Mobilisation contre cette « marche raciste »

Les membres du Bastion social, un nouveau mouvement créé à Lyon par le Gud Lyon, association étudiante d’extrême droite radicale, appelaient à manifester samedi au départ de la place Carnot sur le thème L’Europe s’insurge contre la fatalité. Un appel à la mobilisation destiné à défendre notamment « l’identité et la justice sociale », selon les organisateurs du défilé, qui ont créé ce nouveau mouvement récemment après avoir réquisitionné en juin à Lyon des bâtiments pour « offrir un logement aux Français précarisés ».

Face à ces militants, qui n’ont pas hésité à manifester récemment devant un hôtel de Dardilly pour protester contre l’hébergement de « clandestins » et défendre la mise à l’abri des « Français », des associations antifascistes lyonnaises avaient appelé à contre-manifester ce samedi rue Victor Hugo. Soit à deux pas du lieu de rendez-vous fixé par les groupuscules d’extrême droite.

Un précédent appel à manifester déjà interdit en juillet

« Ne laissons pas les fascistes parader dans nos rues ! Mobilisons-nous pour que cette marche raciste ne puisse pas avoir lieu ! », indiquaient dans leur appel à la mobilisation les mouvements d’extrême gauche, qui ont interpellé les autorités lyonnaises cette semaine pour empêcher le rassemblement de Bastion social.

Le 17 juillet, lors d’un précédent appel à manifester, le Gud Lyon avait été interdit de défiler par la préfecture pour les mêmes motifs.

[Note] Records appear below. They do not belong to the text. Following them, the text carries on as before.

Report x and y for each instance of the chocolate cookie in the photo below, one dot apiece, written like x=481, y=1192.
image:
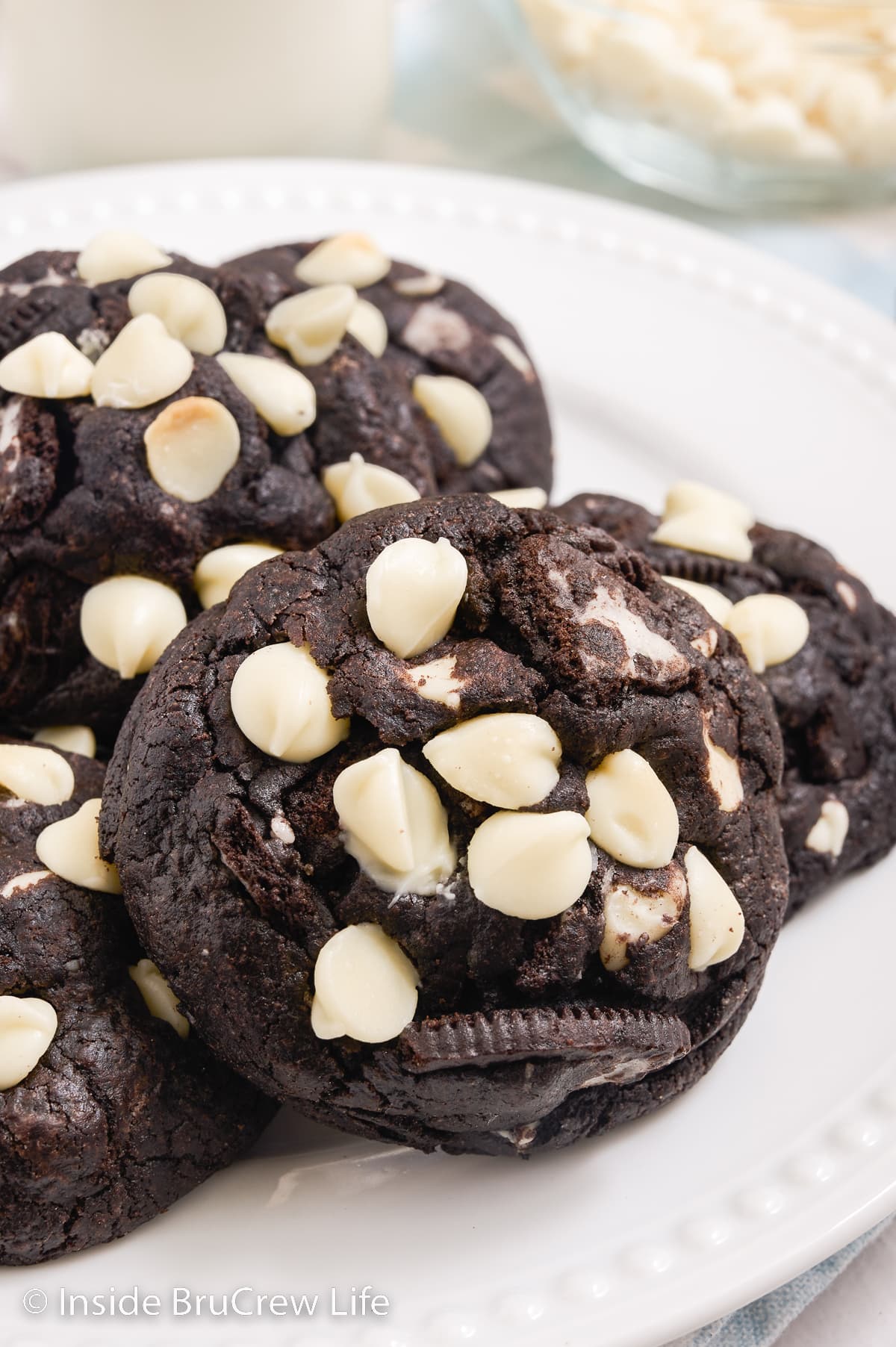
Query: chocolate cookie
x=111, y=1109
x=472, y=824
x=824, y=647
x=167, y=462
x=437, y=385
x=150, y=430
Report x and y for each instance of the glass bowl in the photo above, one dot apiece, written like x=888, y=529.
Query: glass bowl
x=735, y=104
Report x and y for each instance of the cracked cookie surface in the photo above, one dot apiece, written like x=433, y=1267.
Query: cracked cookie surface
x=368, y=402
x=82, y=499
x=834, y=697
x=120, y=1116
x=510, y=1027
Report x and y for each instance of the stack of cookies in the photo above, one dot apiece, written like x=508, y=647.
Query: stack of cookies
x=458, y=821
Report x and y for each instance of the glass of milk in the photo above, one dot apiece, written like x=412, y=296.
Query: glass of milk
x=93, y=82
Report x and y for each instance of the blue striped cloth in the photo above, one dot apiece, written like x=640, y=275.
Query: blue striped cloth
x=765, y=1322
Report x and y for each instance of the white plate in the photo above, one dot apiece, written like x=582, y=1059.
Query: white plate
x=668, y=352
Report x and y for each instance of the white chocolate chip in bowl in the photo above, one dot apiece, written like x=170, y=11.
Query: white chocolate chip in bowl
x=189, y=309
x=219, y=570
x=395, y=824
x=510, y=759
x=368, y=326
x=34, y=774
x=27, y=1028
x=413, y=593
x=460, y=411
x=348, y=259
x=827, y=834
x=364, y=986
x=281, y=395
x=358, y=487
x=128, y=620
x=631, y=814
x=522, y=497
x=192, y=447
x=281, y=700
x=70, y=849
x=46, y=367
x=716, y=916
x=143, y=365
x=70, y=738
x=530, y=865
x=117, y=255
x=770, y=626
x=716, y=604
x=311, y=325
x=847, y=596
x=158, y=996
x=632, y=916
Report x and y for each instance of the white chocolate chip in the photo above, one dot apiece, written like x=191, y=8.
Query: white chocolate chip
x=27, y=1028
x=395, y=824
x=510, y=760
x=631, y=814
x=413, y=593
x=311, y=325
x=847, y=596
x=437, y=682
x=282, y=830
x=701, y=532
x=522, y=497
x=703, y=519
x=72, y=850
x=685, y=497
x=530, y=865
x=631, y=916
x=158, y=996
x=192, y=447
x=706, y=643
x=46, y=367
x=514, y=356
x=142, y=365
x=358, y=487
x=22, y=883
x=435, y=329
x=70, y=738
x=460, y=411
x=128, y=620
x=827, y=834
x=117, y=255
x=717, y=921
x=724, y=775
x=279, y=393
x=281, y=700
x=364, y=986
x=346, y=259
x=852, y=105
x=414, y=287
x=770, y=626
x=37, y=775
x=368, y=326
x=189, y=309
x=716, y=604
x=217, y=571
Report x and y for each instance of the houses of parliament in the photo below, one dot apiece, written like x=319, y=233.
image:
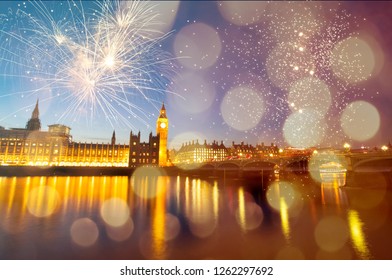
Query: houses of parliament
x=31, y=146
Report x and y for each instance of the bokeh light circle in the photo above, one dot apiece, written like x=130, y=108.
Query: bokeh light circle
x=331, y=233
x=242, y=12
x=318, y=159
x=84, y=232
x=242, y=108
x=310, y=93
x=197, y=46
x=360, y=120
x=353, y=60
x=122, y=232
x=115, y=212
x=304, y=129
x=42, y=201
x=279, y=191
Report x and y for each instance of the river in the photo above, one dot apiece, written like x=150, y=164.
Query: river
x=293, y=216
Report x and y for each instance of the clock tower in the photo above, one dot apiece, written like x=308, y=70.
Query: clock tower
x=162, y=131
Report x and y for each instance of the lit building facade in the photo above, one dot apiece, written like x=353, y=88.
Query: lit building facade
x=143, y=153
x=32, y=147
x=196, y=153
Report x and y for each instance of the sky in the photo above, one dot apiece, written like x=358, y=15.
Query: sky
x=299, y=74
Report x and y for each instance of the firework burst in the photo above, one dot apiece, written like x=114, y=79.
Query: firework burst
x=102, y=60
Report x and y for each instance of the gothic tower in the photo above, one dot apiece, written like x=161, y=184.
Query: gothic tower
x=34, y=123
x=114, y=138
x=162, y=132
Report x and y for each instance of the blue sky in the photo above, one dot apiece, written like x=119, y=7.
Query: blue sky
x=250, y=74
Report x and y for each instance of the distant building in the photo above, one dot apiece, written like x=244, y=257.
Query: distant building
x=194, y=152
x=264, y=150
x=237, y=151
x=55, y=147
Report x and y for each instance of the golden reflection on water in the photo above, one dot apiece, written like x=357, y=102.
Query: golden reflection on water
x=357, y=235
x=332, y=194
x=284, y=218
x=241, y=208
x=159, y=221
x=200, y=208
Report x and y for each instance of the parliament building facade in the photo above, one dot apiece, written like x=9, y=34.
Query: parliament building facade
x=30, y=146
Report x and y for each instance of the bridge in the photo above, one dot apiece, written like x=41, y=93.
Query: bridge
x=375, y=161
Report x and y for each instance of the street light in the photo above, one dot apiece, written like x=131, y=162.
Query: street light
x=347, y=147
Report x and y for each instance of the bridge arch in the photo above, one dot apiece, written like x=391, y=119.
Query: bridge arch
x=258, y=165
x=374, y=164
x=229, y=165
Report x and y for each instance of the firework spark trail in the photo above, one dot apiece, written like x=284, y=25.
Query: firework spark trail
x=107, y=61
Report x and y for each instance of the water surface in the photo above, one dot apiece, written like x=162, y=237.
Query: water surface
x=179, y=217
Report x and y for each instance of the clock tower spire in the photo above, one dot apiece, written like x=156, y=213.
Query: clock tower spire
x=162, y=131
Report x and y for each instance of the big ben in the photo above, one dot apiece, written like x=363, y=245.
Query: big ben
x=162, y=131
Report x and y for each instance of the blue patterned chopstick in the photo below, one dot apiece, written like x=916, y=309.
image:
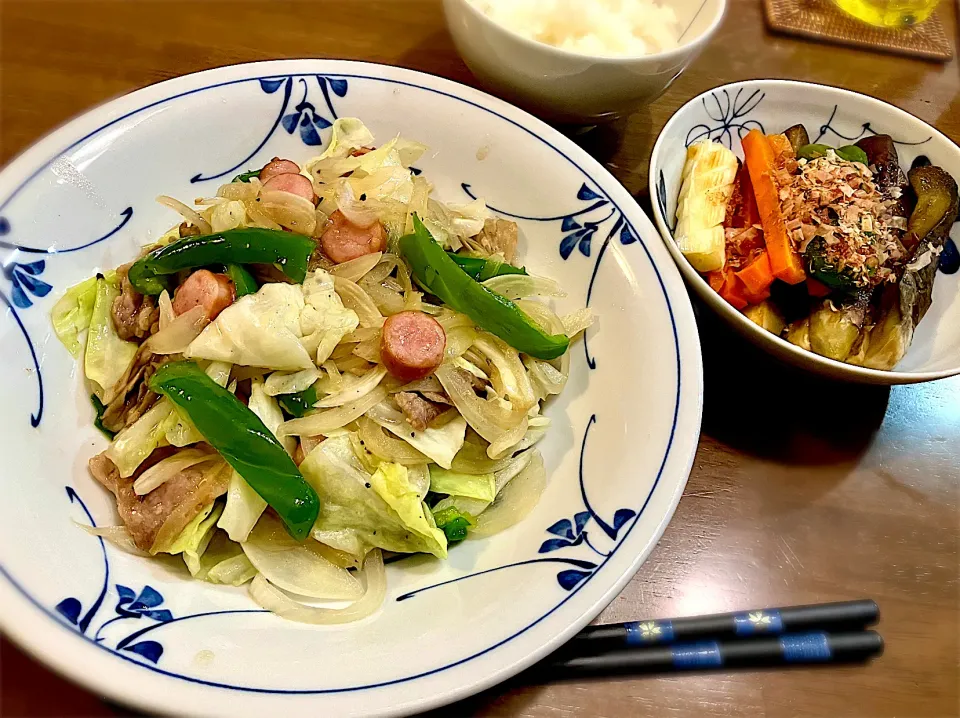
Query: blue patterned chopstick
x=842, y=616
x=771, y=651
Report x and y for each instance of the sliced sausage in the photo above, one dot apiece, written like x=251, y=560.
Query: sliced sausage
x=277, y=166
x=203, y=288
x=292, y=183
x=411, y=345
x=343, y=241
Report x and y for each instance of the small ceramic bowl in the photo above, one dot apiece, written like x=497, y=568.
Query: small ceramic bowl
x=566, y=86
x=835, y=117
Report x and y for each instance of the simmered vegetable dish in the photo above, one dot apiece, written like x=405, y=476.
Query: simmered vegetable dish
x=833, y=248
x=318, y=365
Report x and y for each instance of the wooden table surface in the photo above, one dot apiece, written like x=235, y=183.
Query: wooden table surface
x=792, y=498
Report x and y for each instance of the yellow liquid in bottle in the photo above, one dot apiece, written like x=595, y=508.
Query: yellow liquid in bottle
x=889, y=13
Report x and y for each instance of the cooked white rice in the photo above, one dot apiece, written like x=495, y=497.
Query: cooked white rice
x=593, y=27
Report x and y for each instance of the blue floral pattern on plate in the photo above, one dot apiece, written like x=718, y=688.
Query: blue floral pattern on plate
x=26, y=286
x=304, y=118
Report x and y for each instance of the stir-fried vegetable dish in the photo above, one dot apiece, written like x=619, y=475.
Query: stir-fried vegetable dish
x=320, y=364
x=833, y=249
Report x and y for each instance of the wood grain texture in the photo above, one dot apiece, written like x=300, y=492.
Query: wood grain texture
x=811, y=491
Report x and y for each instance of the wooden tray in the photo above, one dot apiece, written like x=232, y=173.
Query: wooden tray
x=821, y=20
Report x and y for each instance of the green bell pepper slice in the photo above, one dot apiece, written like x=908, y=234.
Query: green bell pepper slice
x=443, y=277
x=299, y=404
x=243, y=440
x=243, y=281
x=484, y=269
x=850, y=153
x=290, y=252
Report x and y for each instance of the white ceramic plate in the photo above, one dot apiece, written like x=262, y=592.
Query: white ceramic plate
x=834, y=117
x=618, y=454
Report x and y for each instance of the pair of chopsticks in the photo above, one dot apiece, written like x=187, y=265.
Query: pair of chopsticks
x=765, y=638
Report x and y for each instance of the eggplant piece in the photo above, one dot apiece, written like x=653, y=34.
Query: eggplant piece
x=903, y=306
x=798, y=137
x=766, y=315
x=835, y=331
x=823, y=269
x=799, y=333
x=936, y=207
x=882, y=155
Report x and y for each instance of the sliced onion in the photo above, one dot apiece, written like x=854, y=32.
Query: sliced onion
x=472, y=459
x=258, y=218
x=355, y=269
x=167, y=315
x=459, y=340
x=504, y=444
x=284, y=382
x=489, y=418
x=509, y=377
x=309, y=443
x=536, y=429
x=429, y=383
x=162, y=471
x=353, y=297
x=336, y=379
x=550, y=379
x=542, y=315
x=186, y=212
x=273, y=599
x=387, y=301
x=176, y=336
x=353, y=365
x=358, y=213
x=368, y=350
x=385, y=414
x=361, y=334
x=118, y=536
x=295, y=566
x=577, y=321
x=512, y=469
x=520, y=286
x=354, y=391
x=450, y=320
x=326, y=421
x=515, y=501
x=289, y=210
x=386, y=447
x=242, y=191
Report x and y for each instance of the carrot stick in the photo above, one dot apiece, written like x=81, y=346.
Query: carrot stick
x=715, y=280
x=782, y=150
x=760, y=159
x=757, y=276
x=751, y=215
x=733, y=290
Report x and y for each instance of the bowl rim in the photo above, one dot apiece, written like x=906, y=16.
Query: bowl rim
x=37, y=635
x=771, y=342
x=675, y=53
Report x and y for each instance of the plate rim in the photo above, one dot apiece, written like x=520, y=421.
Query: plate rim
x=774, y=345
x=35, y=158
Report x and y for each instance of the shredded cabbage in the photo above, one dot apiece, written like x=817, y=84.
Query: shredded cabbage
x=223, y=561
x=284, y=382
x=297, y=567
x=268, y=409
x=243, y=510
x=107, y=356
x=360, y=511
x=474, y=486
x=72, y=313
x=283, y=326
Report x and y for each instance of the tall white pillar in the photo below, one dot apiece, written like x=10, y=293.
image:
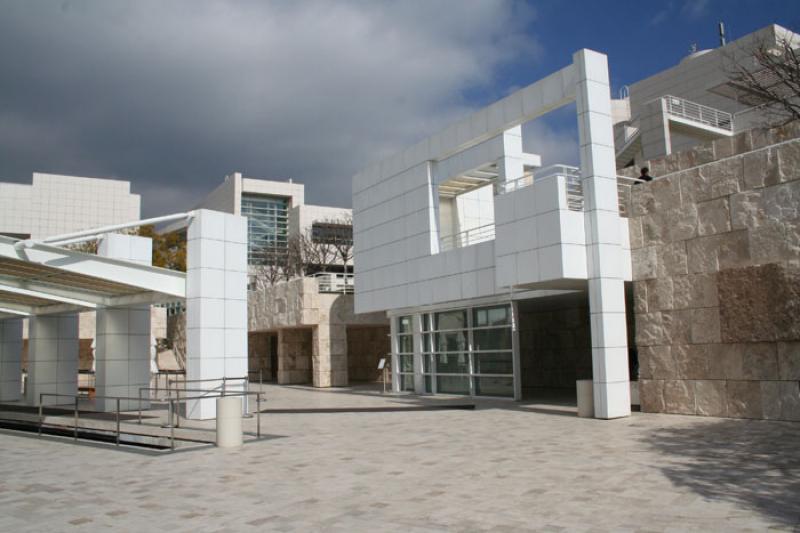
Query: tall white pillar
x=122, y=339
x=511, y=165
x=216, y=305
x=603, y=248
x=10, y=359
x=52, y=358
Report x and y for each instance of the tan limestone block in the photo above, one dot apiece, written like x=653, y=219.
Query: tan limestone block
x=644, y=263
x=640, y=297
x=651, y=395
x=650, y=329
x=671, y=259
x=780, y=400
x=789, y=360
x=659, y=294
x=705, y=325
x=691, y=361
x=747, y=210
x=679, y=397
x=635, y=232
x=744, y=399
x=713, y=217
x=656, y=362
x=760, y=361
x=723, y=147
x=712, y=398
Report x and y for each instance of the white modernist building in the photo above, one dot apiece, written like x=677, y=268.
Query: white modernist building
x=49, y=285
x=695, y=101
x=275, y=211
x=54, y=204
x=469, y=246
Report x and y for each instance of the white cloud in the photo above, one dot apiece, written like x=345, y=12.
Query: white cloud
x=176, y=94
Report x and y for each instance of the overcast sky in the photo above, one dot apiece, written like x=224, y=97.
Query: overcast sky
x=174, y=95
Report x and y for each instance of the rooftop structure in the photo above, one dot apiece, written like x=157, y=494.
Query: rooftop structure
x=692, y=102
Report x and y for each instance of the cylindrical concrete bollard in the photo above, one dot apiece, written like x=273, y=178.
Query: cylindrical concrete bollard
x=585, y=398
x=229, y=421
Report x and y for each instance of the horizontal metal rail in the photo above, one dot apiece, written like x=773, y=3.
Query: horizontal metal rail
x=467, y=237
x=171, y=406
x=682, y=108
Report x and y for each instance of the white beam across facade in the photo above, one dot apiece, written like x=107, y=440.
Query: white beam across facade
x=168, y=282
x=46, y=296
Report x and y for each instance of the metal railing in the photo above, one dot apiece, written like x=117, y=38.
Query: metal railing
x=467, y=237
x=334, y=282
x=682, y=108
x=573, y=179
x=223, y=386
x=624, y=184
x=172, y=411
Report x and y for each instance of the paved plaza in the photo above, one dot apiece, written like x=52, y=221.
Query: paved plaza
x=386, y=467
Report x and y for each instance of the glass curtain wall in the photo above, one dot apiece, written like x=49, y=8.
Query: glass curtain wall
x=267, y=227
x=464, y=351
x=405, y=353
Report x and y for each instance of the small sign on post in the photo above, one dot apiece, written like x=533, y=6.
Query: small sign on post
x=382, y=368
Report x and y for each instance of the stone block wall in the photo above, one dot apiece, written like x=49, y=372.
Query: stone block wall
x=715, y=245
x=365, y=347
x=294, y=356
x=298, y=305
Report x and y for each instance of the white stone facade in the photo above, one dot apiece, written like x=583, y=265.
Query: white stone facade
x=55, y=204
x=545, y=232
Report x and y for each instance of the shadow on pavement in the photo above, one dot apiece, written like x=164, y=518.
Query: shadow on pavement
x=754, y=464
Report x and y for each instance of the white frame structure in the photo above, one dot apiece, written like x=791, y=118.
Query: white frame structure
x=541, y=242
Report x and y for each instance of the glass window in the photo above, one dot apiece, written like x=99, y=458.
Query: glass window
x=494, y=386
x=493, y=363
x=454, y=341
x=451, y=320
x=452, y=384
x=452, y=363
x=406, y=382
x=405, y=363
x=404, y=324
x=492, y=339
x=405, y=343
x=491, y=316
x=267, y=228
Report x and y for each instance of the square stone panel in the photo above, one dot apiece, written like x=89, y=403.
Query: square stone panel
x=759, y=303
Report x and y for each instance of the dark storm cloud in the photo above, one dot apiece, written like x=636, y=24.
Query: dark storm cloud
x=174, y=95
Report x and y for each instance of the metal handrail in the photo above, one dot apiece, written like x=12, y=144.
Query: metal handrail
x=171, y=401
x=467, y=237
x=680, y=107
x=334, y=282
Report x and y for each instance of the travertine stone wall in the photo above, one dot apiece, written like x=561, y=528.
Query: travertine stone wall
x=299, y=304
x=716, y=264
x=366, y=345
x=259, y=358
x=294, y=355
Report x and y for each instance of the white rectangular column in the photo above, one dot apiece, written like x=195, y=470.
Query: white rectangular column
x=10, y=359
x=603, y=247
x=216, y=305
x=123, y=337
x=52, y=358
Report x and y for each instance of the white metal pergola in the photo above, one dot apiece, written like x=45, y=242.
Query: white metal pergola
x=39, y=279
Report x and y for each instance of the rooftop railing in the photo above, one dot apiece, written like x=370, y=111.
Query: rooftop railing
x=682, y=108
x=573, y=180
x=334, y=282
x=467, y=237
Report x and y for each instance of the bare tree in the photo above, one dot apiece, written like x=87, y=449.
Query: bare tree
x=769, y=77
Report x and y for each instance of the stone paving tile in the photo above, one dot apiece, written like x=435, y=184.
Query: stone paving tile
x=502, y=467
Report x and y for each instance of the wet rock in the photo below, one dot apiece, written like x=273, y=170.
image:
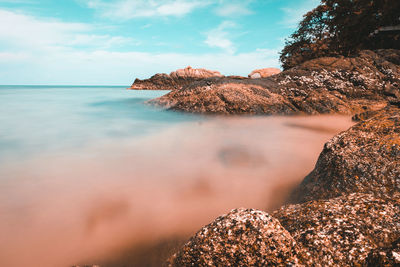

Le groupuscule avait toutefois décidé de passer outre et avait maintenu son appel au rassemblement sur les réseaux sociaux. Une centaine de personnes s’étaient réunies le jour dit et avaient tenté de réquisitionner les bâtiments squattés quelques semaines plus tôt. Mais la police était intervenue et avait rapidement dispersé la foule.